Обсуждение: Indexes performance

Поиск
Список
Период
Сортировка

Indexes performance

От
charavay
Дата:
Hello !
We have difficulties with the use of indexes. For example, we have two
tables :

    * table lnk :

Table "public.lnk"
 Column |         Type          | Modifiers
--------+-----------------------+-----------
 index  | integer               | not null
 sgaccn | character varying(12) | not null
Indexes:
    "pkey1" primary key, btree ("index", sgaccn)
Foreign-key constraints:
    "fk_sgaccn1" FOREIGN KEY (sgaccn) REFERENCES main_tbl(sgaccn) ON UPDATE
CASCADE ON DELETE CASCADE

    * table dic :

Table "public.dic"
 Column |         Type          |                             Modifiers

--------+-----------------------+--------------------------------------------------------------------
 index  | integer               | not null default
nextval('public.dic_index_seq'::text)
 word   | character varying(60) | not null
Indexes:
    "dic_pkey" primary key, btree ("index")
    "dic_word_idx" unique, btree (word)
    "dic_word_key" unique, btree (word)



The table lnk contains 33 000 000 tuples and table dic contains 303 000
tuples.

When we try to execute a join between these two tables, the planner
proposes to excute a hash-join plan :

explain select sgaccn from dic, lnk where dic.index=lnk.index;
                                    QUERY PLAN

-----------------------------------------------------------------------------------
 Hash Join  (cost=6793.29..1716853.80 rows=33743101 width=11)
   Hash Cond: ("outer"."index" = "inner"."index")
   ->  Seq Scan on lnk  (cost=0.00..535920.00 rows=33743100 width=15)
   ->  Hash  (cost=4994.83..4994.83 rows=303783 width=4)
         ->  Seq Scan dic  (cost=0.00..4994.83 rows=303783 width=4)
(5 rows)

So the planner decides to scan 33 000 000 of tuples and we would like to
force it to scan the table dic (303 000 tuples) and to use
the index on the integer index to execute the join. So we have set the
parameters enable_hashjoin and enable_mergejoin to off. So the planner
proposes the following query :

                                            QUERY PLAN

--------------------------------------------------------------------------------------------------
 Nested Loop  (cost=0.00..102642540.60 rows=33743101 width=11)
   ->  Seq Scan on refs_ra_lnk1  (cost=0.00..535920.00 rows=33743100
width=15)
   ->  Index Scan using refs_ra_dic_new_pkey on refs_ra_dic_new
(cost=0.00..3.01 rows=1 width=4)
         Index Cond: (refs_ra_dic_new."index" = "outer"."index")
(4 rows)

We were surprised of this response because the planner continues to
propose us to scan the 33 000 000 of tuples instead of the smaller
table. Is there any way to force it to scan the smaller table ?

Thanks

Celine Charavay


Re: Indexes performance

От
Josh Berkus
Дата:
Charavay,

> ---------------------------------------------------------------------------
>-------- Hash Join  (cost=6793.29..1716853.80 rows=33743101 width=11)
>    Hash Cond: ("outer"."index" = "inner"."index")
>    ->  Seq Scan on lnk  (cost=0.00..535920.00 rows=33743100 width=15)
>    ->  Hash  (cost=4994.83..4994.83 rows=303783 width=4)
>          ->  Seq Scan dic  (cost=0.00..4994.83 rows=303783 width=4)
> (5 rows)

According to the estimate, you are selecting all of the rows in the database.
This is going to require a Seq Scan no matter what.

--
--Josh

Josh Berkus
Aglio Database Solutions
San Francisco

Re: Indexes performance

От
Tom Lane
Дата:
charavay <c.charavay@ibcp.fr> writes:
> ... So the planner decides to scan 33 000 000 of tuples and we would like to
> force it to scan the table dic (303 000 tuples) and to use
> the index on the integer index to execute the join.

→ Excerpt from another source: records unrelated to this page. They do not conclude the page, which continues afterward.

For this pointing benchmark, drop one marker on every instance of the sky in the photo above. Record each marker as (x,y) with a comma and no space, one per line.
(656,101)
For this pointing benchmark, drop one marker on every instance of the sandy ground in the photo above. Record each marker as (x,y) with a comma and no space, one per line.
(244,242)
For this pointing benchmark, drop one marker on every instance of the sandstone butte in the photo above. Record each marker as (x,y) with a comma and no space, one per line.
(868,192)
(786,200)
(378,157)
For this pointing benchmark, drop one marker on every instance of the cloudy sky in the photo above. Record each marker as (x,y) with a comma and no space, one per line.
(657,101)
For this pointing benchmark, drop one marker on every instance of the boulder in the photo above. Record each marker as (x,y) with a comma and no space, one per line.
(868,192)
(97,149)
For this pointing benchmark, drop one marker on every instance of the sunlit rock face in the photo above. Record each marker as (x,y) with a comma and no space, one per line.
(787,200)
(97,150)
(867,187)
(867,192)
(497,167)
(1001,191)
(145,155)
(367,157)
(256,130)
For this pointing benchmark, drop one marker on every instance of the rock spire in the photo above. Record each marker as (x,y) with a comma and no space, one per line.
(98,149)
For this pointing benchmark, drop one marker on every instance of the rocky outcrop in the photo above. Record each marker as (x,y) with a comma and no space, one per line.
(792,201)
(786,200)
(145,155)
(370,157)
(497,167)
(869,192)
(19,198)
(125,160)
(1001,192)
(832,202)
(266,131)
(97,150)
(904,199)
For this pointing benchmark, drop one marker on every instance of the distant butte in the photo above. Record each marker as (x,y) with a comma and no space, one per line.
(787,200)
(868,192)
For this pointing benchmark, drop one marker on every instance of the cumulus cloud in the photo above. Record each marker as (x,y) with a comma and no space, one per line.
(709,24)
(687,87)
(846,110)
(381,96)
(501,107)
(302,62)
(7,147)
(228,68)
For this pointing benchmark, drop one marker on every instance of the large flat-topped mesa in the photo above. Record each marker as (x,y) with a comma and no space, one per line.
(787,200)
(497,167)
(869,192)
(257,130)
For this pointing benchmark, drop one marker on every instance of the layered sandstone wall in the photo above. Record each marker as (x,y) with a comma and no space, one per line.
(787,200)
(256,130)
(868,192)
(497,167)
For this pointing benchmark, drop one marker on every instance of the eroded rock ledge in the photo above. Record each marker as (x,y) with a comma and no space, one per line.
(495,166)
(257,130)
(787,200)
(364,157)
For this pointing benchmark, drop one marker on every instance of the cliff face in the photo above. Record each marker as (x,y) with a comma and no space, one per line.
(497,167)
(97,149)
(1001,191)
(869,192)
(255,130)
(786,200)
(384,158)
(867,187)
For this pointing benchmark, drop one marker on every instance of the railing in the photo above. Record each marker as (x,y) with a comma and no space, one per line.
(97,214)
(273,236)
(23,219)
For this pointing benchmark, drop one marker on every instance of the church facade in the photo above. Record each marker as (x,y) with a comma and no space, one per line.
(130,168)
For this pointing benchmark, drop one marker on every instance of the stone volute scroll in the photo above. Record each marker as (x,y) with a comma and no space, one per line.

I'm mystified why you think that that will be a superior plan.  It still
requires visiting every row of the larger table (I assume that all of
the larger table's rows do join to some row of the smaller table).
All that it accomplishes is to force those visits to occur in a
quasi-random order; which not only loses any chance of kernel read-ahead
optimizations, but very likely causes each page of the table to be read
more than once.

AFAICT the planner made exactly the right choice by picking a hashjoin.
Have you tried comparing its estimates against actual runtimes for the
different plans?  (See EXPLAIN ANALYZE.)

Offhand the only way I can think of to force it to do the nestloop the
other way around from what it wants to is to temporarily drop the
index it wants to use.  You can do that conveniently like so:

    begin;
    alter table dic drop constraint dic_pkey;
    explain analyze select ...;
    rollback;

which of course would be no good for production, but it should at least
serve to destroy your illusions about wanting to do it in production.

            regards, tom lane